Abnormal sound detection for rotary parts in noisy environment by one-class SVM and non-negative matrix factorization Mr. Taichi KIATAMURA, Naoya TAKEISHI, Takehisa YAIRI and Koichi HORI (The University of Tokyo)
The purpose of this research is to develop a data-driven method of detecting abnormal sound coming from plant machinery‘s rotary part. For example, such abnormal sounds are caused by small scratches on the surface of bearings. While we can easily get normal sound data, it is difficult to obtain a sufficient amount of abnormal data because anomaly things rarely occur. Therefore, we assume that only normal data is available beforehand for anomaly detection in this research.
The main difficulty of this research is that there is a lot of surrounding noise which makes detecting small anomaly sound very hard.
In the proposed method, feature vectors are created by applying short time Fourier transform to the sound data. Then one-class SVM is trained on the normal data and is used to discriminate normal data and abnormal data. In this research, separation of surrounding noise is tried by using Non negative matrix factorization (NMF) before creating feature vectors to overcome the problem of noise superimposition and to improve the precision of discrimination. We claim that this noise separation is a unique characteristic of this research.
As a result, anomaly detection precision was greatly improved when applying the separation of noise by NMF, compared with not doing so.
Wavelet-like CNN Structure for Time-Series Data Classification Mr. Seungtae PARK, Haedong JEONG and Seungchul LEE (UNIST)

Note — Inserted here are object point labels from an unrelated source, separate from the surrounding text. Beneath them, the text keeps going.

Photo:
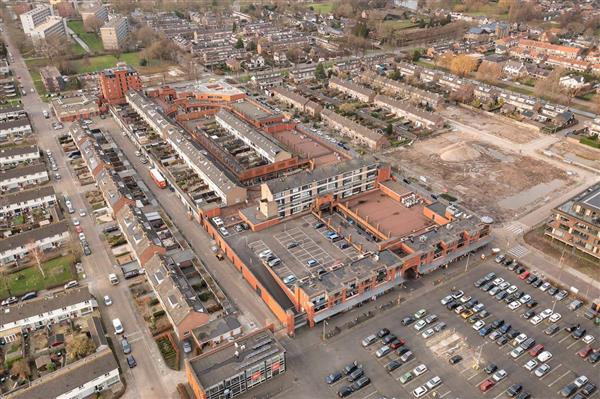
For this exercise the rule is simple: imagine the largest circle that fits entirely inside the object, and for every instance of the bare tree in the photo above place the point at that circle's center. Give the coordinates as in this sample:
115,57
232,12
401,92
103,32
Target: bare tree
37,254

Vibration is one of the richest information in manufacturing field. Due to its cheap acquisition, vibration has become “big data” in manufacturing fields. Recently, deep learning models show the state-of-art performance on analyzing big data due to its sophisticated structure. Traditional models for a machinery monitoring system have been highly dependent on features selected by human experts. Besides, its representational power fails as data gets complicatedly distributed. On the other hand, deep learning models automatically select highly abstracted features while optimization process and its representational power overcomes traditional models. However, its applicability in PHM field has been investigated mainly based on image data. This paper introduces a CNN model for a ‘vibration data’ which is the richest data in manufacturing field. We integrate ‘residual fitting’ mechanism into the CNN structure. As a result, the architecture combines signal re-construction and classification procedures into a single model. Validation results with the rotor vibration data demonstrate our model outperforms any other off-the-shelf feature-based models and other deep learning models recently proposed in the PHM field.
Usage of Accelerated Test Data for Predicting Remaining Useful Life at Field Operating Conditions Dr. Dawn AN, Joo-Ho CHOI and Nam-Ho KIM (Korea Institute of Industrial Technology, Korea Aerospace University, University of Florida)
Prognostics predicts future damage/degradation and the remaining useful life of in-service systems based on damage data obtained during previous usage. General prognostics methods are physic-based approaches when physical models and loading conditions are available and data-driven approaches when only the damage data are available. The damage data are of great importance regardless of prognostics methods used, but it is very expensive to obtain data from in-service systems because of time and cost. Instead, companies frequently perform accelerated tests under much more severe operating conditions for the purpose of design. This paper presents a method of utilizing accelerated degradation data for the purpose of prognostics. As an example, crack growth data are synthetically generated under over-loaded conditions, which are utilized to predict damage growth and remaining useful life at field operating conditions. Four different scenarios are considered based on the availability of a physical model and field loading conditions. Using accelerated test data increases prediction accuracy in the early stages of physics-based prognostics and also compensates for the insufficient data problem in data-driven prognostics.
Imbalanced Classification for Fault Detection in Monitored Critical Infrastructures Prof. Yan-Fu LI (Tsinghua University)
Safety and reliability are among the most crucial factors for the critical infrastructures (CIs). For this reason, they are typically closely monitored and large amounts of data have been collected. Due to their importance, CIs are designed to be highly reliable such that fault cases are rare in the Big-data set. This renders the fault detection an imbalanced classification task. In this work, we developed accurate data mining classifier to tackle this problem. The imbalance ratio of the data can be more than 200.
A Study on Reliability Analysis and Life time Improvement Method by Field Failure of Vibro Hammer Mr. Hankwon LEE and Joo-Ho CHOI (Korea Aerospace University)
Vibro hammer is a construction equipment that uses vibration to drive the foundation piles and H-beams underground. On the work site, vibration is generated and tilting, swinging and jaw opening/closing is made by using the hydraulic pressure and flow rate supplied by the excavator. Since the equipment is usually used overseas or in remote location, the unanticipated failure may lead to excessive down time cost and customer complaint, which is the reason that high durability is demanded. In order to achieve longer life, on-site failure cases have been investigated that have occurred from January 2014 to December 2015. Statistical analysis is carried out to estimate the associated reliability parameters of each module in the equipment, from which the suggestions are made for improving the system reliability.